On the bus Dill said, “Did you ever hear how Annabel Poe Marr died?”
“No, I don’t know much about Nicki.”
“It’s a sad story. I could feel sorry for her if she’d ever let anyone female feel
anything
for her.”
“What happened to her mother?”
“Jeannie Gaelen’s mother was selling Mrs. Marr some of her wardrobe. It was right around the time Jeannie’s father got into that trouble. Only no one in Seaville knew it yet. They needed money desperately. A lot of women get money selling their clothes to Annabel’s Resale Shop. They don’t admit it, but I could name you names.”
“And?”
“And Mrs. Marr always went to the estates to buy the clothes. No one ever wants to be seen in that shop. It’s a dead giveaway that you’re hard up. Annabel Poe was this sickly type, anyway, among other things. Sickly, psychic: She used to conduct séances on the dunes at Kingdom By The Sea … She had a bad heart. She had a heart attack while she was at the Gaelens’… Instead of calling an ambulance for her, Jeannie’s mother called Cap. You know why she didn’t call an ambulance? She didn’t want it to get around that she was doing business with Mrs. Marr. That’s the only reason Mrs. Marr would have been out at the Gaelen estate.”
“Pretty,” I said.
“I know. Jeannie feels terrible about it. … Nobody could find Cap right away. He got there about an hour and a half later. Annabel Poe died on the way to the hospital, in the Kingdom pickup truck.”
“Really pretty.”
“Jeannie was going to vote Nicki into pom-pom just because of that.”
“Well, why not? I would have, too.”
“You can’t vote someone into pom-pom just because you’re sorry for her.”
“What would have been so bad about Nicki being a pom-pom girl?”
“She’s not pom-pom material. She doesn’t have the right school spirit.”
“What difference does all that crap make?”
“The difference between a good pom-pom team and a bad one,” Dill said … “I don’t think she’s all that crazy about Jack, either. I’m picking up something else.”
“Like what?”
“Like the way she watches you. Like the way she raved over the picture of you and Pete, on Pete’s desk, and said there was something about redheaded men that could open up her soul and let out the demon. Did you hear
that
one?”
“That’s just something she got from an old R.E.O. Speedwagon song. She was singing it for Jack and me last Saturday.”

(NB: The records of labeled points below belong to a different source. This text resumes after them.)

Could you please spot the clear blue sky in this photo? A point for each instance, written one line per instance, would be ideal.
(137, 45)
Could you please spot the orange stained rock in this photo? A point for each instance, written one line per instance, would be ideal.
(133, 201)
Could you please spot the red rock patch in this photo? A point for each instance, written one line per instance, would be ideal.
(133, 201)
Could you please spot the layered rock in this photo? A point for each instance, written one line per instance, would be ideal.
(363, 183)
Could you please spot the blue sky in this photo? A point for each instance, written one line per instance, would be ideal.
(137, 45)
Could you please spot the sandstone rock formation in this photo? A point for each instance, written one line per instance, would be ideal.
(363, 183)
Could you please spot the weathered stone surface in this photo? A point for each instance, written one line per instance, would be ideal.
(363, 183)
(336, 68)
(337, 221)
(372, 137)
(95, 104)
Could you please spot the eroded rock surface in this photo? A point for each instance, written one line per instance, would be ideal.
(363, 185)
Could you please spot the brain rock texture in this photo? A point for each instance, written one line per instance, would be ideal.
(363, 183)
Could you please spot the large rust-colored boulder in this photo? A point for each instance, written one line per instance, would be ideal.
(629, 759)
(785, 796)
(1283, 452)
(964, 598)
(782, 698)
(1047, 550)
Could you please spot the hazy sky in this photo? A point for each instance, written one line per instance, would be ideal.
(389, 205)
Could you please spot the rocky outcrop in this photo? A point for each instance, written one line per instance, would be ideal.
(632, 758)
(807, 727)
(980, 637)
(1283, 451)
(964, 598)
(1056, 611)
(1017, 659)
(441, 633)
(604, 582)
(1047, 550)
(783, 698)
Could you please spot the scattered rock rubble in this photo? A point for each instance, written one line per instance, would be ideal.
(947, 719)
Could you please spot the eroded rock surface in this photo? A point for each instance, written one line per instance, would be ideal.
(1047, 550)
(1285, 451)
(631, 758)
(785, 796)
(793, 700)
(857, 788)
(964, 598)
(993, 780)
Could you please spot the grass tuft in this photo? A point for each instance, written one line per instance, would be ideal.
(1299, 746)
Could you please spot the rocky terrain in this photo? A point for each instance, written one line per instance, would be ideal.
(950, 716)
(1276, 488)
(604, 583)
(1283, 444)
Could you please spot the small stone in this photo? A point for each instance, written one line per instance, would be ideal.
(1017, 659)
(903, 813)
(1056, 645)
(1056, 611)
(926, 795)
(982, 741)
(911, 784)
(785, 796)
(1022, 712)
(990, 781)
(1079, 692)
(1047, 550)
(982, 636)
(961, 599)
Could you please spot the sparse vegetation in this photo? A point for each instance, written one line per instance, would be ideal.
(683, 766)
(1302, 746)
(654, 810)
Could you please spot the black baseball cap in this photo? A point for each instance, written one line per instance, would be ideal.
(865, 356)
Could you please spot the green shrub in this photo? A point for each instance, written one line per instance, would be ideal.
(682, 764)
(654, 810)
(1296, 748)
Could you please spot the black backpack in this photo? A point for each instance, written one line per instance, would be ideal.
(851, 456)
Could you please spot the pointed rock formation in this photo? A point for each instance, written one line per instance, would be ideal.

“I don’t care where it was from, she wasn’t saying it about Jack. And what about Oh! Cyndi Lauper’s a Gemini,” Dill tried imitating Nicki, “like Erick and me?”
I just shut up.
“If she likes ‘She Bop’ so much, she must play with herself, too.”
“Who doesn’t?” I said. “At least she isn’t limited to that.”
“Oh, thanks, Rudd!” Dill said.
After we got off the bus at Eighteenth Street and started walking toward Pete’s brownstone, Dill said, “Shall we knock first or just barge in?”
“Jack knows we’re coming back at four. It’s ten after.”
But we both made a lot of noise going up the stairs.
I punched the bell a few times, put my key in the lock, and opened the door.
Dill was right behind me. I heard her suck in her breath when we got inside, and whisper, “Oh, no!”
The three of them were sitting in the living room: Jack, Nicki, and my father.